Dogma 23: from disposable scroll to deliberate viewing.

The framework argues for slower cinematic attention and a return to physical, curated, shared viewing conditions.

When content becomes disposable, presence becomes the medium.

In the source corpus, Dogma 23 appears as a response to digital attention fragmentation: restoring value to moving images through context, duration, and collective encounter.

Execution principles

  • Film as event and dialogue space, not only as a streamable file
  • Curated display and process trace (text, frames, production context)
  • Linking artistic form with local and social utility
  • Long-form attention as a condition for cultural sustainability

Dogma 23 context

Dogma 23 is framed as a response to fragmented attention conditions in which film is often consumed too quickly to generate shared meaning.
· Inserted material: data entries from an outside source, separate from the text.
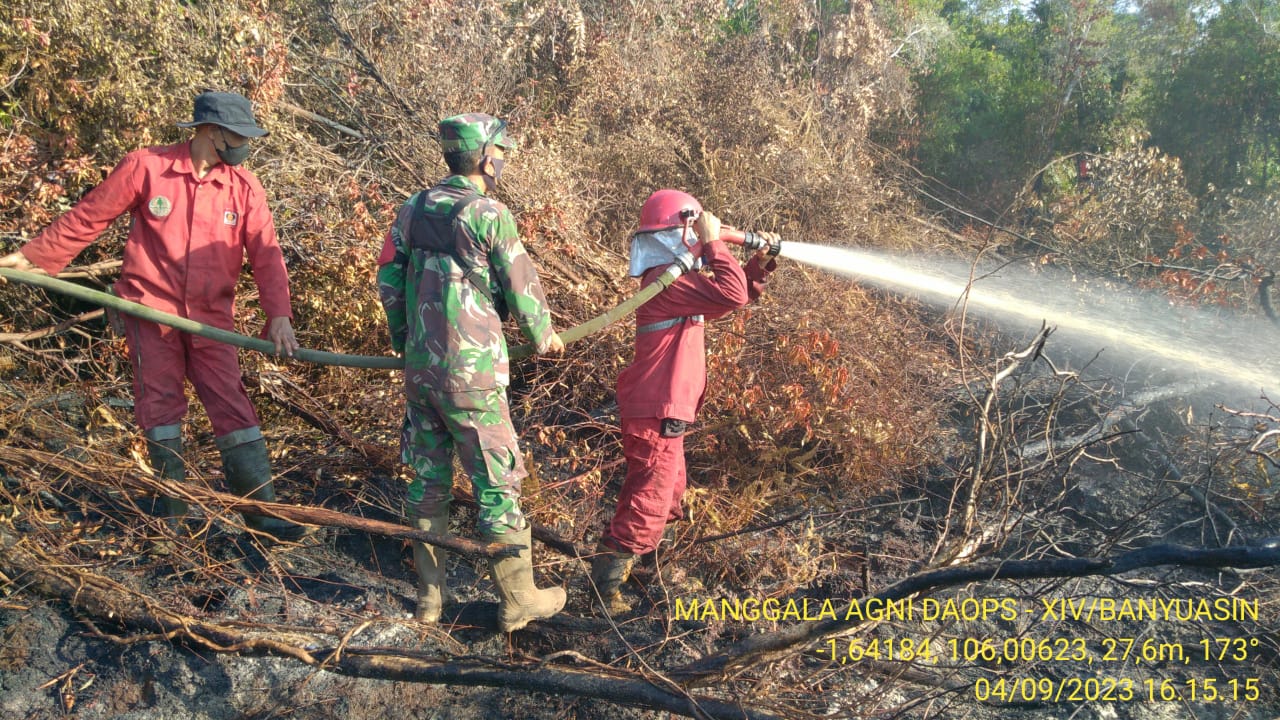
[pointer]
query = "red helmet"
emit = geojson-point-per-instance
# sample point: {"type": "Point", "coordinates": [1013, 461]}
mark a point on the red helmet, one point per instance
{"type": "Point", "coordinates": [668, 209]}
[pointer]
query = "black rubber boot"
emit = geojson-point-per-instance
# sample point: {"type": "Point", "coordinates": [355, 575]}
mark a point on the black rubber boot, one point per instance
{"type": "Point", "coordinates": [248, 473]}
{"type": "Point", "coordinates": [168, 463]}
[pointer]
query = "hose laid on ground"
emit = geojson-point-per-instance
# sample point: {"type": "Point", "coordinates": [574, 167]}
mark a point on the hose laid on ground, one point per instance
{"type": "Point", "coordinates": [319, 356]}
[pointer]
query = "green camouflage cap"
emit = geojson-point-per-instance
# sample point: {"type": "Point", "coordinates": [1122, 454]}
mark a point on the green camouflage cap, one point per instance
{"type": "Point", "coordinates": [472, 131]}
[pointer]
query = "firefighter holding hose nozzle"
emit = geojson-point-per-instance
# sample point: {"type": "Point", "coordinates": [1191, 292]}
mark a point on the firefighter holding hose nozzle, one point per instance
{"type": "Point", "coordinates": [661, 392]}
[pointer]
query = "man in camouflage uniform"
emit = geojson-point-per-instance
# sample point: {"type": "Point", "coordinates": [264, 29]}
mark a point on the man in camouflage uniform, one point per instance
{"type": "Point", "coordinates": [451, 269]}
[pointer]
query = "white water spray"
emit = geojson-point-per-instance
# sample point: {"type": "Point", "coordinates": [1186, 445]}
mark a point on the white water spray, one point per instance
{"type": "Point", "coordinates": [1235, 350]}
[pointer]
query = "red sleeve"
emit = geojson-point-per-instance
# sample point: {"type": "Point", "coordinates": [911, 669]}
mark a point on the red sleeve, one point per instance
{"type": "Point", "coordinates": [388, 253]}
{"type": "Point", "coordinates": [64, 238]}
{"type": "Point", "coordinates": [265, 255]}
{"type": "Point", "coordinates": [695, 294]}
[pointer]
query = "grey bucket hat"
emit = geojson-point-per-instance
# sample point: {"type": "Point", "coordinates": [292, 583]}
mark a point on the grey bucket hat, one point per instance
{"type": "Point", "coordinates": [229, 110]}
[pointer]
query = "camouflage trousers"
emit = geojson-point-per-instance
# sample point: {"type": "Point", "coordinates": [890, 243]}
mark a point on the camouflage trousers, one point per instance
{"type": "Point", "coordinates": [478, 425]}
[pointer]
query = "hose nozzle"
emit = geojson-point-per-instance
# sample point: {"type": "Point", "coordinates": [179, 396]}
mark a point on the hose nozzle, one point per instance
{"type": "Point", "coordinates": [750, 240]}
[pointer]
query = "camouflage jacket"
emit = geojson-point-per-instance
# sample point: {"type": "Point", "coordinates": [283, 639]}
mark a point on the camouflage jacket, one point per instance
{"type": "Point", "coordinates": [451, 335]}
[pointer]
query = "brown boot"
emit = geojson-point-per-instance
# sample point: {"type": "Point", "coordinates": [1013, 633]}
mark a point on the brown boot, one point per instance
{"type": "Point", "coordinates": [609, 569]}
{"type": "Point", "coordinates": [430, 563]}
{"type": "Point", "coordinates": [520, 598]}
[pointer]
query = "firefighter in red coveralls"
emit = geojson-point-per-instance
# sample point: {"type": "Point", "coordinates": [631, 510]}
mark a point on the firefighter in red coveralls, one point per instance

This page presents the philosophy as a working framework that links production, exhibition, and dialogue with audiences. Instead of assuming distribution alone is enough, the focus is on context, duration, and space for interpretation. The goal is to restore cinema as a collective encounter where viewers can engage critically and socially with the work.

Principles

The principles of Dogma 23 prioritize slower reception, clear curatorial intention, and transparent process trace. That includes choosing screening settings deliberately, shaping post-screening conversations, and documenting decisions that influenced the work. When audiences can see how and why content was produced and presented, trust and participation deepen. In this way, philosophy becomes operational practice rather than abstract positioning, helping teams align artistic direction with public-facing responsibility.

Practice

In practice, the framework means adapting each program to local conditions and available resources without reducing artistic ambition. Screenings and workshops are planned as connected events that leave educational and social traces within the host community. Film is treated as a starting point for collaboration, learning, and future production cycles rather than as an isolated output. The archive therefore records methods and process choices alongside outcomes, so teams can reuse and improve what already works.

Public function

The public function of Dogma 23 treats culture as long-term infrastructure that helps communities articulate priorities and needs. When film is used as a meeting space, discussions can extend beyond the screening to include education, ecology, and social cohesion. That function depends less on spectacle and more on continuity and trust between organizers, collaborators, and returning audiences. The philosophy therefore supports durable public relevance through repeated, carefully structured encounters.